“No one listens to Barbara Walters to learn about the delicate balance of power in Europe, the fate of the economy, or the rise of Islamofascism. They watch her in the hope that she will ask the not-necessarily-outrageous, but the pointedly vulgar, question. And she does not let her viewers down.”—Joseph Epstein, “The Yenta: Barbara Walters Asks the Questions Celebrities Want to Answer,” The Weekly Standard, November 30, 2009 (article available only to subscribers)
This coming Sunday, Barbara Walters says, will be the last of her Oscar-night interviews with celebrities. I, for one, am wishin’ and hopin’ and thinkin’ and prayin’ that she means to fulfill her promise, not just tease us.
Ms. Walters told The New York Times’ Bill Carter in an interview that she came to her decision after viewing the current celebrity-studded environment. “What could I do that was going to be special?” she asked.
Well, that shouldn’t have stopped you, Ms. Walters. What have you ever done that has been special?
True, television is a banal medium, and Walters has not markedly lowered the bar, as, for instance, Rupert Murdoch and Howard Stern, in their different ways, have done. But neither did she raise it, nor even, like Oprah with her book club, attempt to do so.

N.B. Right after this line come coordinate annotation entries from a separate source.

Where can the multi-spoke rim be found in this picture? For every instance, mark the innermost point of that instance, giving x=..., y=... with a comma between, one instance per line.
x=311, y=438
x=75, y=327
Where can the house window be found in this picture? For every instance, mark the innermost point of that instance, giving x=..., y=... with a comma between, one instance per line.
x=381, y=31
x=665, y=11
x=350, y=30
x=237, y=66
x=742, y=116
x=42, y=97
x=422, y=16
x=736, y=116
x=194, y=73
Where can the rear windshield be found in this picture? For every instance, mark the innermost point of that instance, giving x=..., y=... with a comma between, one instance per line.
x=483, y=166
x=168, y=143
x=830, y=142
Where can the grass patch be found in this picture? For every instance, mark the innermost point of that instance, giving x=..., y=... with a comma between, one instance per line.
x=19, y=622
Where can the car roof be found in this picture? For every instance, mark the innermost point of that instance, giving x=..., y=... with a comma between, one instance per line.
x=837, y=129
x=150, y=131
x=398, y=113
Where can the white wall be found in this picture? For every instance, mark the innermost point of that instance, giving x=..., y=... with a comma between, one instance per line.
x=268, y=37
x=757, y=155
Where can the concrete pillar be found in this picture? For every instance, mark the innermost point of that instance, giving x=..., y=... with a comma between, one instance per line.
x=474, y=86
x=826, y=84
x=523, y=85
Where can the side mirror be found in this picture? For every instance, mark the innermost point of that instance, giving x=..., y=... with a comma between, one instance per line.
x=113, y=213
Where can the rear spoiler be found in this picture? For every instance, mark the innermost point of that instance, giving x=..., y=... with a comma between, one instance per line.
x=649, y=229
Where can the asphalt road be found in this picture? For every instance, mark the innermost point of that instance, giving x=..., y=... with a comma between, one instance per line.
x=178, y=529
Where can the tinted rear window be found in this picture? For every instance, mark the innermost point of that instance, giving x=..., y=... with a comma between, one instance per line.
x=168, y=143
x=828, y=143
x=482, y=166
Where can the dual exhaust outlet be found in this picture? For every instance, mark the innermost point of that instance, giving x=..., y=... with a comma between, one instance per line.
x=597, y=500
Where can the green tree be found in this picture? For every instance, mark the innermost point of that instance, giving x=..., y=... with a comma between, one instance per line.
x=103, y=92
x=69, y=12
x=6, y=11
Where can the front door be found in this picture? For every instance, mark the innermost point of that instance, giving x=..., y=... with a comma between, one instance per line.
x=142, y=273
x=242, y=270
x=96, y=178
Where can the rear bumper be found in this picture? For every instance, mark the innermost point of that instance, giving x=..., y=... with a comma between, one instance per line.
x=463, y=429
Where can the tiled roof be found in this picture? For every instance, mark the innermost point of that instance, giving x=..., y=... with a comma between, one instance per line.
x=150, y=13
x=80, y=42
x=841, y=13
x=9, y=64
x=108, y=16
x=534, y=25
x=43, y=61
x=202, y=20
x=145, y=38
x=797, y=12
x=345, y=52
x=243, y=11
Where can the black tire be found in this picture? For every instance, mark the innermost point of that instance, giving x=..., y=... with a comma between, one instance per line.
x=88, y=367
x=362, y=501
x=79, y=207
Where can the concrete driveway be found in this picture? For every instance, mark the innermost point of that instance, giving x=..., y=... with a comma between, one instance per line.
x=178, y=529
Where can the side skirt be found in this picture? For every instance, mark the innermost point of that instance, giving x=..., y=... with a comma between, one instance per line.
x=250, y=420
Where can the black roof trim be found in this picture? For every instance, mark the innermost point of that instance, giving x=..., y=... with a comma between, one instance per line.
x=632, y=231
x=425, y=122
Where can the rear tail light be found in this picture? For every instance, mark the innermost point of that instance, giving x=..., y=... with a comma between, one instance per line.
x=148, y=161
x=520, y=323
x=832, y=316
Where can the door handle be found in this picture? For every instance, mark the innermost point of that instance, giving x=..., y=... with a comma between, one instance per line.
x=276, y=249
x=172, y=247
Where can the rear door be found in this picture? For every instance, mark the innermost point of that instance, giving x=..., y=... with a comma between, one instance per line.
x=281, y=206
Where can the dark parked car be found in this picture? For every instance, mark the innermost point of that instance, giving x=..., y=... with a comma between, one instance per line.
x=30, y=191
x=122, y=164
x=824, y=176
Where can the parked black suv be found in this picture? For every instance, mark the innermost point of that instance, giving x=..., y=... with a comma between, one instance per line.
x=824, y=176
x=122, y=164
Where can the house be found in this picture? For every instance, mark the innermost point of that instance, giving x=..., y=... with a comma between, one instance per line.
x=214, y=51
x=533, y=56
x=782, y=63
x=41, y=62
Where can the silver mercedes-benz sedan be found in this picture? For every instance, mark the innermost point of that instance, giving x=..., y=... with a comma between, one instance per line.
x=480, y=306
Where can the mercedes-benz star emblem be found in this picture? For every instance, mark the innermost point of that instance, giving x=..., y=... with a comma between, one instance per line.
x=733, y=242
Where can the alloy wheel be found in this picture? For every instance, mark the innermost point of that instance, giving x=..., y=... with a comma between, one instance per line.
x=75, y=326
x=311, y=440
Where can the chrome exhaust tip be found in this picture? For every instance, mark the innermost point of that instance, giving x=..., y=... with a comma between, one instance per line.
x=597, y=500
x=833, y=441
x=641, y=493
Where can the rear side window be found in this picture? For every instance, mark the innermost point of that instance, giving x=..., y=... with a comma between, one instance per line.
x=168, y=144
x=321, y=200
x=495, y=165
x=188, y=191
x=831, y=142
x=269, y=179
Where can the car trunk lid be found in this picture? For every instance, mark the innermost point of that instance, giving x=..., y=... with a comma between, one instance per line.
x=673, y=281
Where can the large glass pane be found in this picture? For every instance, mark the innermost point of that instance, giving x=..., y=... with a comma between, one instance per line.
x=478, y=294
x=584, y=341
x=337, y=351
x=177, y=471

Ms. Walters regards herself as a trailblazer, someone who has proven to today’s feminist sisterhood that tenacity will get you “The Get”—the interview with the current celebrity-flavor-of-the-moment (see Monica Lewinsky, Angelina Jolie, Jenny Sanford). But, as the title of her recent memoir, Audition, demonstrates, that tenacity might owe as much to raging insecurity, or even the need to show up the sexist naysayers who dogged her career from the start, as to the simple desire to excel.
That struggle has led, in the 11th hour of her career, to an unseemly desire to take potshots. Her Today Show co-host Frank McGee, she writes, left his wife for a young black production assistant. Not only is the assistant named, but she’s described as not “particularly pretty.” Others who come in for editorial skewering, or for retailing of gossip: Maureen O’Sullivan, John Wayne, Joan Braden, Angie Dickinson, Princess Grace of Monaco.

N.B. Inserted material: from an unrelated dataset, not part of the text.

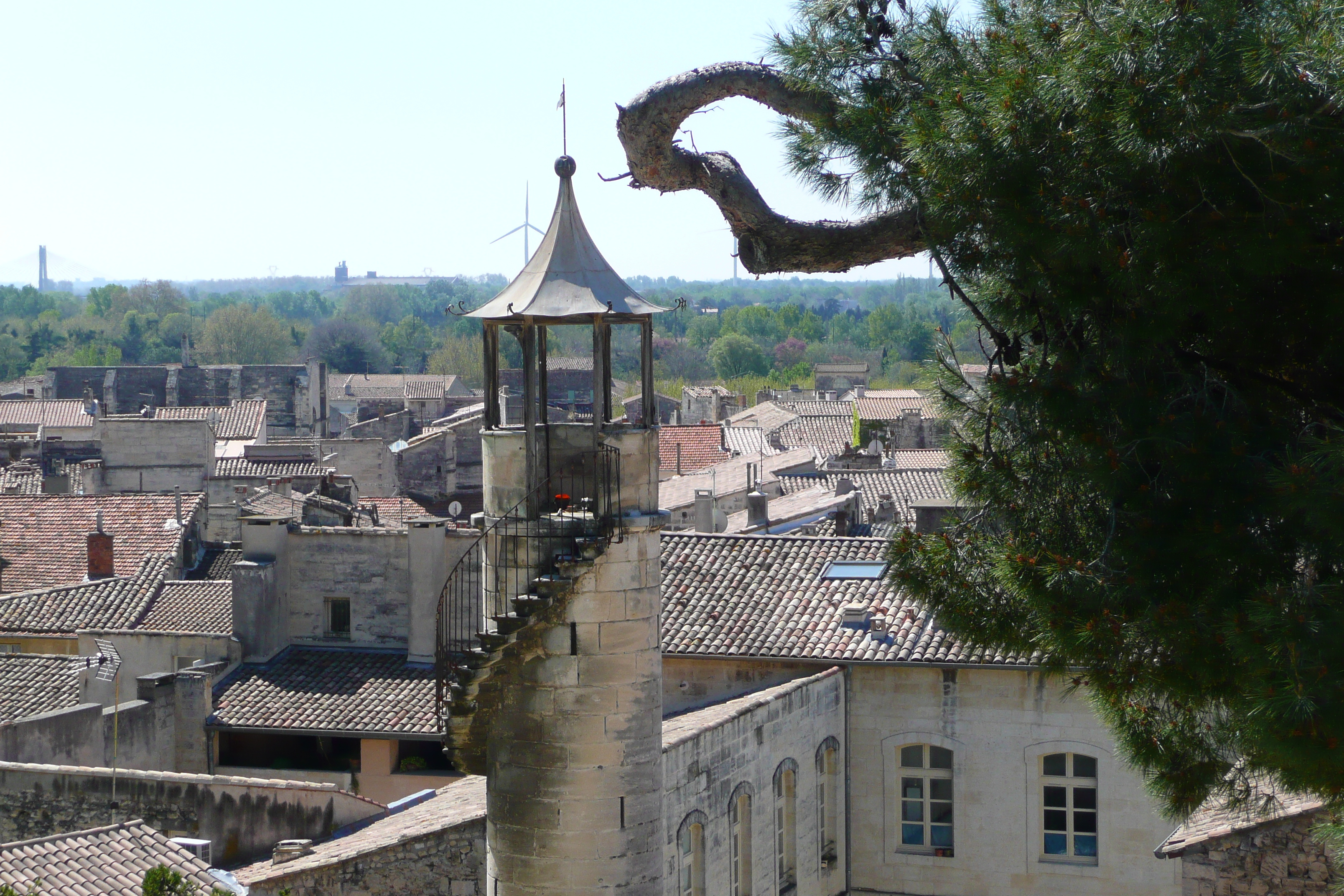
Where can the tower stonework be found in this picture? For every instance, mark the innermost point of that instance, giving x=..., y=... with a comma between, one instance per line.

Read that list of names again in the above paragraph: They’re all (with one exception) dead, unable to defend themselves. Pretty unseemly stuff, if you ask me.
Ms. Walters has disclosed her own three-decade-old affair with Massachusetts Senator Edward Brooke, as if this will somehow immunize her from criticism. It doesn’t. These days, all that a confession to a run-of-the-mill extramarital relationship gets you is a great big yawn.
Ms. Walters seems to have forgotten that there are all kinds of other personal foibles besides illicit sex that can lower a reputation: prejudice, selfishness, general diva-dom. She’s also forgotten that if you wish the spirit of charity and forgiveness extended to yourself, it helps to extend it to others. How, for instance, has she been behind the scenes to colleagues and underlings? In the climate she has helped perpetuate, on the small screen and in her memoir, every frosty glance, every impossible demand will be remembered and regurgitated.
As for her on-air legacy: Tell me, faithful reader, are you really going to miss Babwa Wawa ritualistically wringing tears on cue from Oscar night celebs remembering deceased relatives? Are you going to miss her advising incoming President Jimmy Carter to “be gentle with us”? Are you going to miss her asking Katharine Hepburn, “If you were a tree, what kind of tree would you be?”
The veteran TV personality is correct: the men on the morning shows and evening news during her rise were shameless sexists. Yet, though they were pigheadedly wrongheaded, they also were essentially correct about the limits of her ability. (Has The View--which she co-created and where, of course, she still holds court--really changed TV as a medium, at least for the better?)
The nature of her achievement is summed up best by Epstein, near the end of his review of her autobiography: “Week after week, year after year, she has created gossip through the simple agency of asking the most tasteless questions of famous people, who were foolish and tasteless enough to answer her.”